Talal Abu Zarifa, a member of the political bureau of the Democratic Front for the Liberation of Palestine, told Al-Monitor, “These Israeli proposals are rejected by the Palestinians, but could become a reality if the Palestinian status quo remains unchanged and if [the Palestinian leadership] continues to bank on the resumption of negotiations with Israel.”
He noted, “I believe the situation necessitates a firmer Palestinian stance and an outright refusal of these proposals based on national consensus and a strategic vision to face the Israeli maneuvers aimed at fooling the international community and accusing the Palestinians of rejecting all offers made to them."

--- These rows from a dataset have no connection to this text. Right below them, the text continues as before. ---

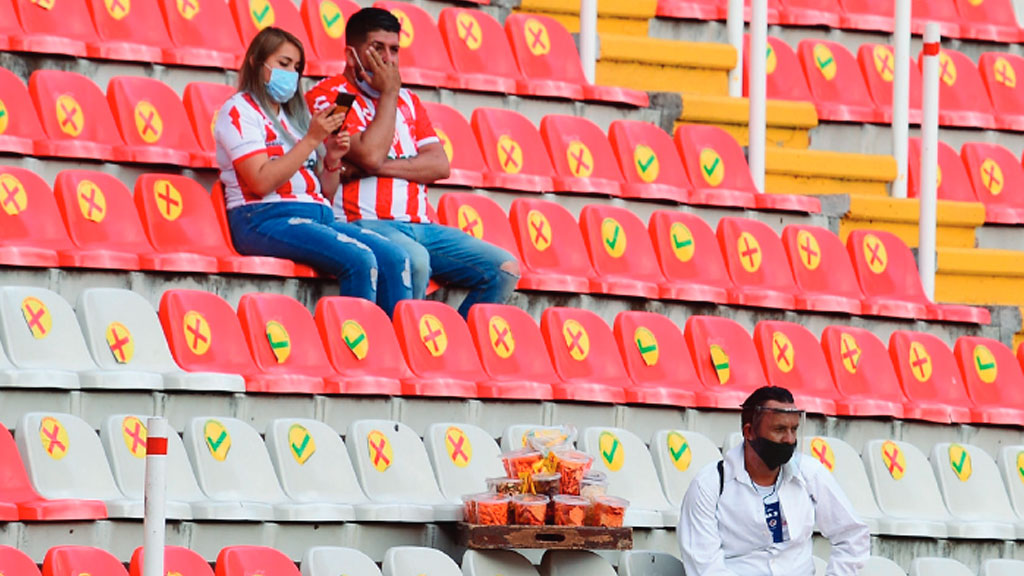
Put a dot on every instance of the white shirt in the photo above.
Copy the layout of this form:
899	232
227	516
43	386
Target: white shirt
728	536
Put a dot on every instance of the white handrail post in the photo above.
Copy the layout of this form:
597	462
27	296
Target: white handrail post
155	519
758	91
901	95
929	160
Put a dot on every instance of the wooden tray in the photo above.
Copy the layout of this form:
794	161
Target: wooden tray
563	537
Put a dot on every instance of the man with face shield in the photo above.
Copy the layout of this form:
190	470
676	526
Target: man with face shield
754	512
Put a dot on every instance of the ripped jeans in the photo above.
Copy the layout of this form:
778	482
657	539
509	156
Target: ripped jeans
367	264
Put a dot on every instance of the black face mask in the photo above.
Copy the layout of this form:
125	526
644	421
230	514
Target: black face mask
773	454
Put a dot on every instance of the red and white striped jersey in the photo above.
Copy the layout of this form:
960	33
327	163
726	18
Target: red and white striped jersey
243	130
372	197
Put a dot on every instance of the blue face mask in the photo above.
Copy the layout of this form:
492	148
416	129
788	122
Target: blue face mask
283	84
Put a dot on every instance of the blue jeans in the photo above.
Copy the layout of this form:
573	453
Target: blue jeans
367	264
454	257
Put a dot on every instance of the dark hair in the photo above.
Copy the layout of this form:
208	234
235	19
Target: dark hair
370	19
761	397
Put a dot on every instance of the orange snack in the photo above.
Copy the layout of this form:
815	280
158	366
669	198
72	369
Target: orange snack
529	509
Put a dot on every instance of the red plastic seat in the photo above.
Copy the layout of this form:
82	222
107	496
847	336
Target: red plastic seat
655	357
878	65
18	500
862	372
438	348
837	83
548	57
821	269
513	150
993	380
19	129
351	329
584	354
465	162
75	116
792	358
99	216
581	155
621	252
199	35
511	351
649	162
552	248
963	98
689	256
153	123
996	178
757	263
930	377
725	360
128	31
424	60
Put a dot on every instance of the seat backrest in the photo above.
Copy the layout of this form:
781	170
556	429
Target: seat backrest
463	457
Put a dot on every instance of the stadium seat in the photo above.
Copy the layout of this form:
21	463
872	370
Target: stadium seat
511	351
792	358
997	178
689	256
465	161
621	252
554	257
19	129
581	155
128	31
17	492
348	327
199	37
75	116
312	465
836	82
463	457
878	64
963	98
905	490
821	269
969	481
649	163
548	57
513	150
65	459
393	468
757	263
654	354
863	373
624	457
153	123
439	351
584	354
725	359
993	379
424	60
930	378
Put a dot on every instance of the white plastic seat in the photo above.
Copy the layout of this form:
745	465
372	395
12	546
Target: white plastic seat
496	563
40	332
971	487
392	467
649	563
116	321
65	459
415	561
463	456
908	497
331	561
623	456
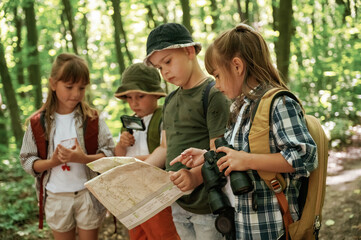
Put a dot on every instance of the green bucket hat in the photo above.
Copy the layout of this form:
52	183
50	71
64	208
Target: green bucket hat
169	36
140	78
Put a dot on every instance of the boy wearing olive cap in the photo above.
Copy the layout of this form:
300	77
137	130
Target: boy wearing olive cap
171	49
141	89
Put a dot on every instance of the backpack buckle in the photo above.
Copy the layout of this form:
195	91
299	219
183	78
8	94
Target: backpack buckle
276	186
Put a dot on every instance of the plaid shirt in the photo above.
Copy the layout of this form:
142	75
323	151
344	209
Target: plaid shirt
290	137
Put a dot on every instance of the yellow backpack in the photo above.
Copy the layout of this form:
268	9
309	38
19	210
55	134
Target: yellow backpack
313	190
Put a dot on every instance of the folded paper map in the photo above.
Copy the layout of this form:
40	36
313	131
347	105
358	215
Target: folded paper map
132	190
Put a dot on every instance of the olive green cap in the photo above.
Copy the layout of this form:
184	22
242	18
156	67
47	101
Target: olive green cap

Hani al-Masri, head of the Palestinian Center for Policy Research and Strategic Studies - Masarat, told Al-Monitor, “These proposals may find their way to implementation in light of the current balance of power between Palestinians and Israelis. The approval of the Palestinian side, however, would remain a prerequisite for the implementation of such schemes on the ground. But I don’t believe any Palestinian leader would agree to such a step."
He added, “The Israelis could, however, deploy their military forces in some areas of the West Bank to fulfill their political aspirations."
The harsh reality is that as things stand now, the Palestinians have a very narrow margin of self-rule, as opposed to the extensive autonomy they enjoyed during the Oslo Accord period from 1993 to 2000. After the second intifada and the arrival of President Mahmoud Abbas to office, Israel had bypassed the Oslo Accord, between 2000 and 2005. Today, as Abbas’ era is coming to an end, the Palestinians are left with even less powers, limited to their internal security in the hands of the civil police, which is the reason behind Israel’s continuous support for Abbas until further notice.